Dans ces moments-là, terminés les règlement, assurance, fédération,
permis à points, tampon ou carte : on se sentirait plus oiseau
que fourmi, plus renard que brebis. Malheureusement, depuis quelques
temps déjà on voit le vent changer (loi sur les associations, conventions
diverses). Des vautours tournent autour de notre petit îlot de liberté
illusoire et fragile. Les plongeurs, les grimpeurs ont déjà vu la
loi et l'organisation mettre de l'ordre et de la compétition dans
leur discipline. Bien avant eux, au début du siècle, les aéronautes
de pionniers un peu fous à qui on rogna les ailes, devinrent bien
vite des pilotes galonnés revêtus d'uniformes.

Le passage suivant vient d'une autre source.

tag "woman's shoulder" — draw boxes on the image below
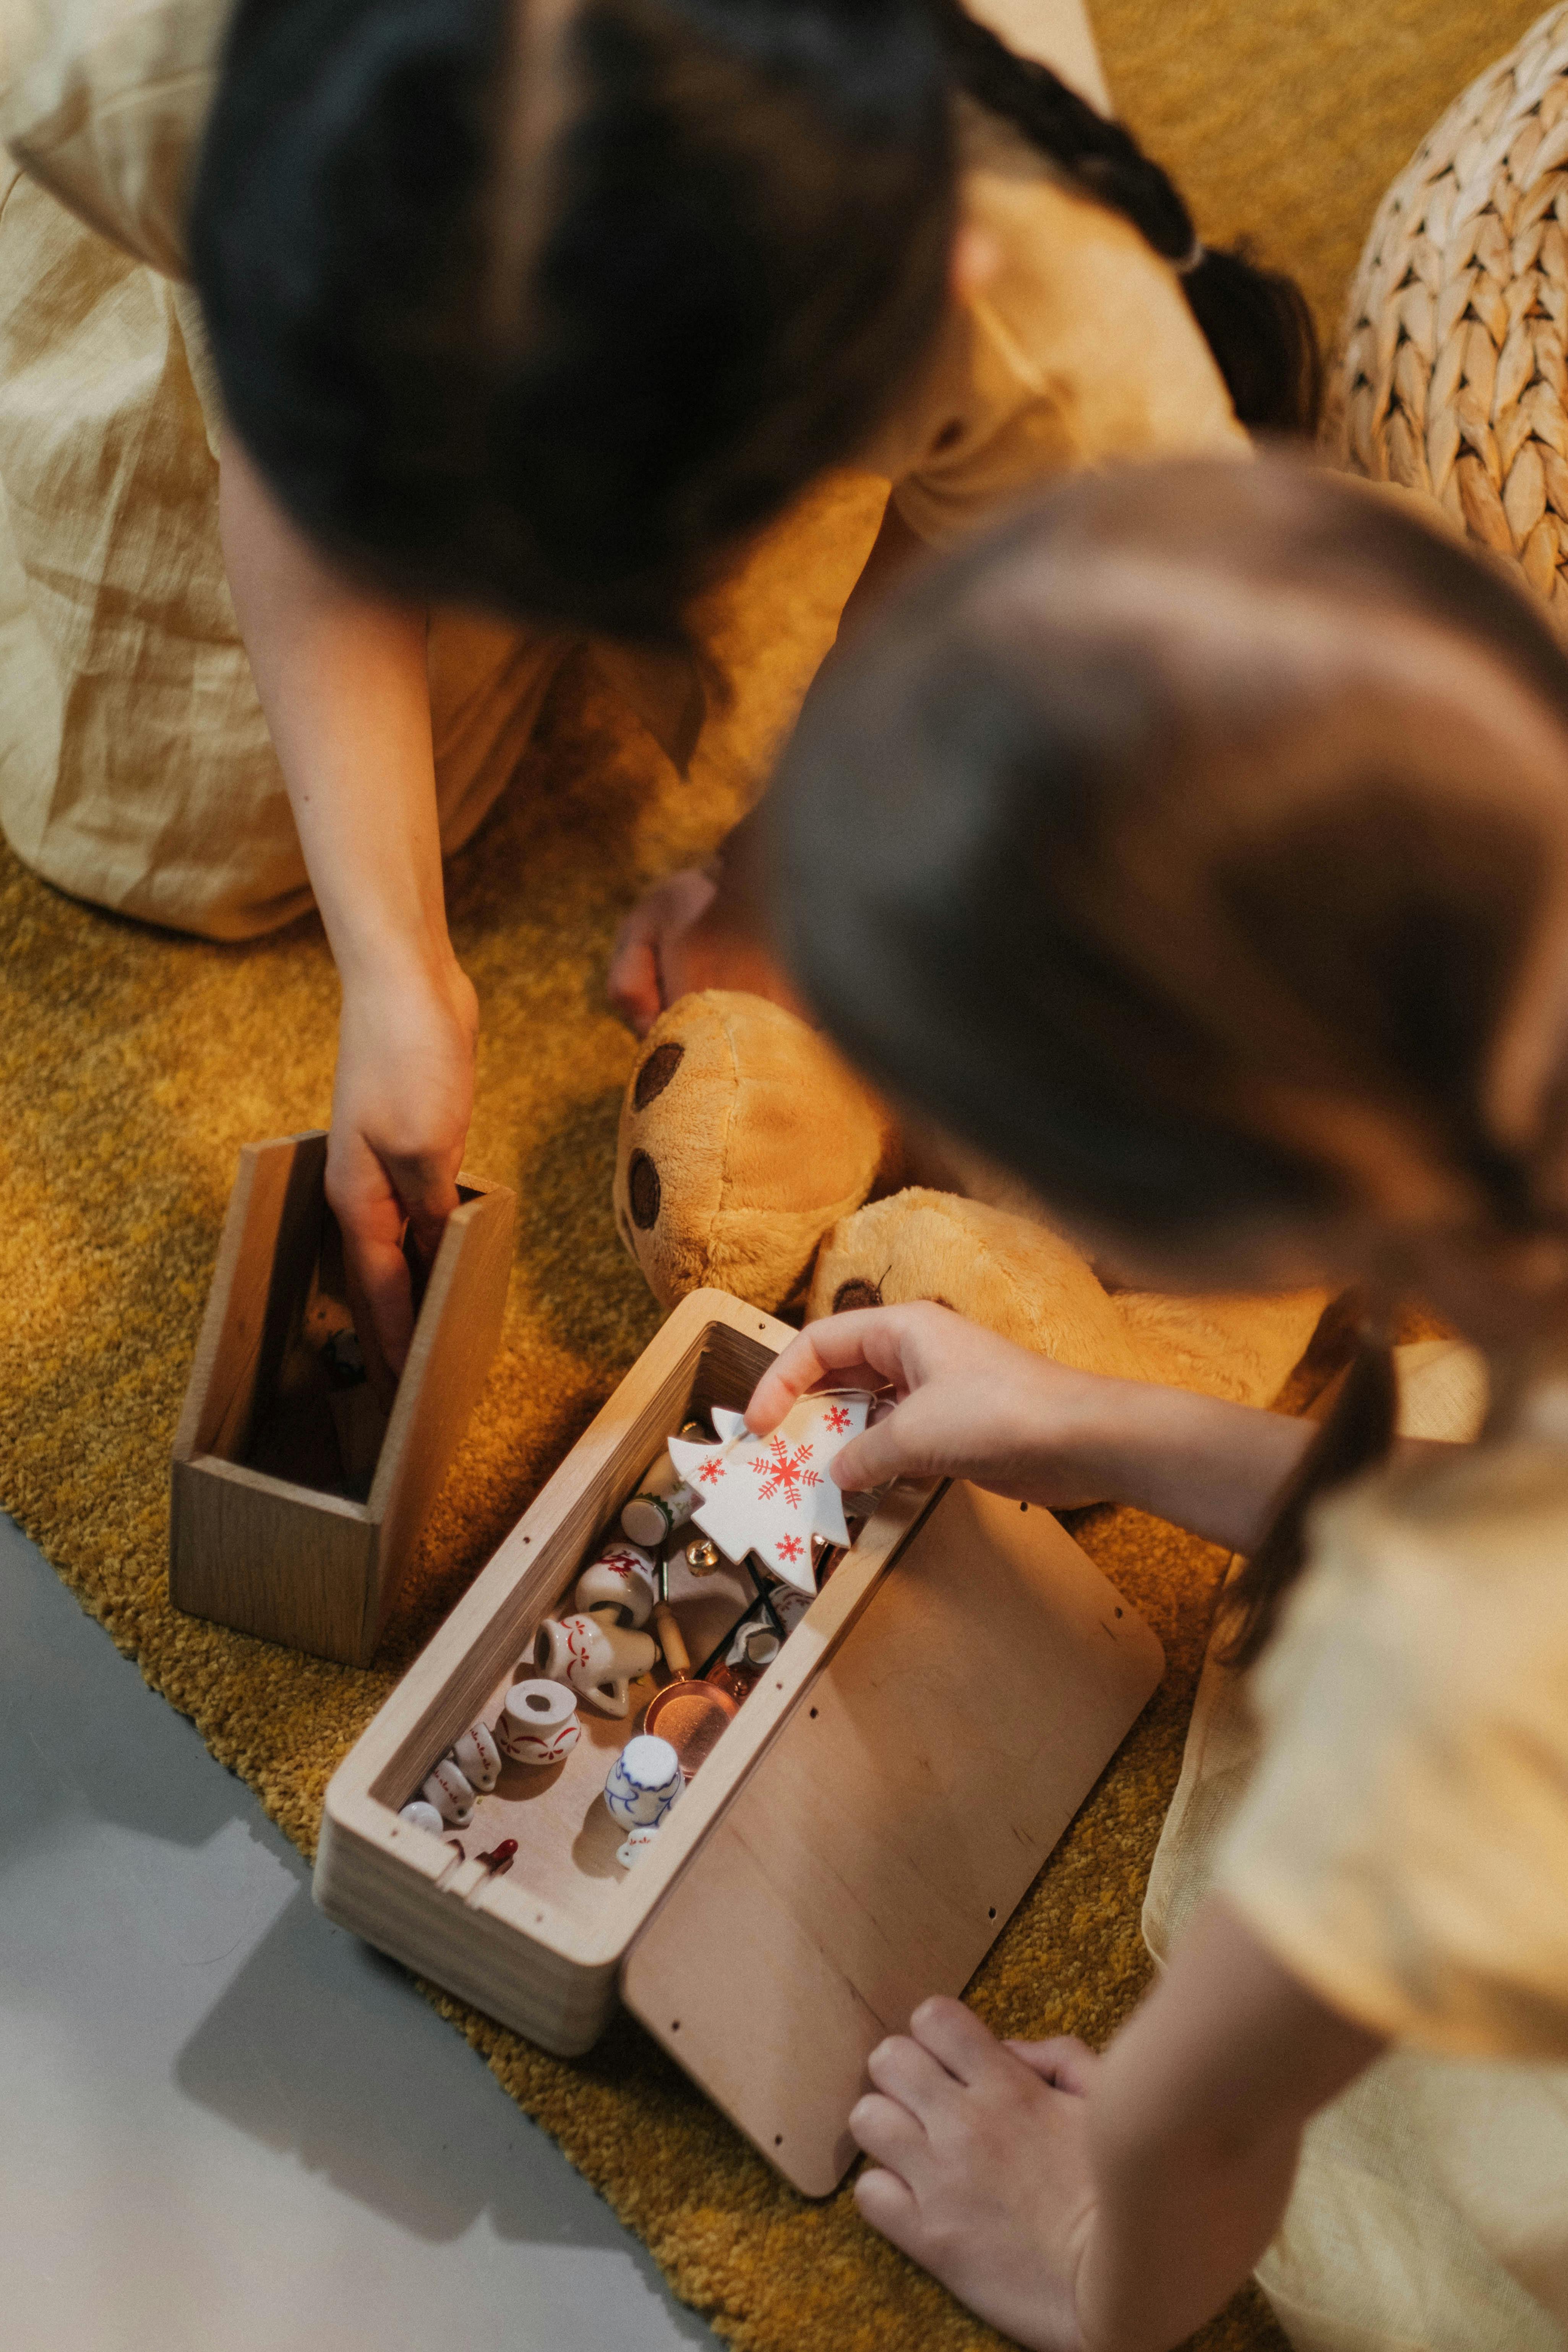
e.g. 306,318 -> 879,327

Si un point commun nous anime, je crois pouvoir dire que c'est un
peu cet amour de la liberté, cette indépendance d'idées que l'on voudrait
sauvegarder. Paradoxalement, nous devons nécessairement nous organiser
et parfois même réglementer un peu, dans un souci de sécurité mais
surtout afin que chacun se sente responsable et donc libre de ses
actes.
Profitez bien des jours présents, certains disent que la diminution
des libertés est dans l'ordre des choses (POUAHHH), personnellement
je préfère plagier un canard bien connu et dire que la
liberté ne s'use que quand on ne s'en sert pas.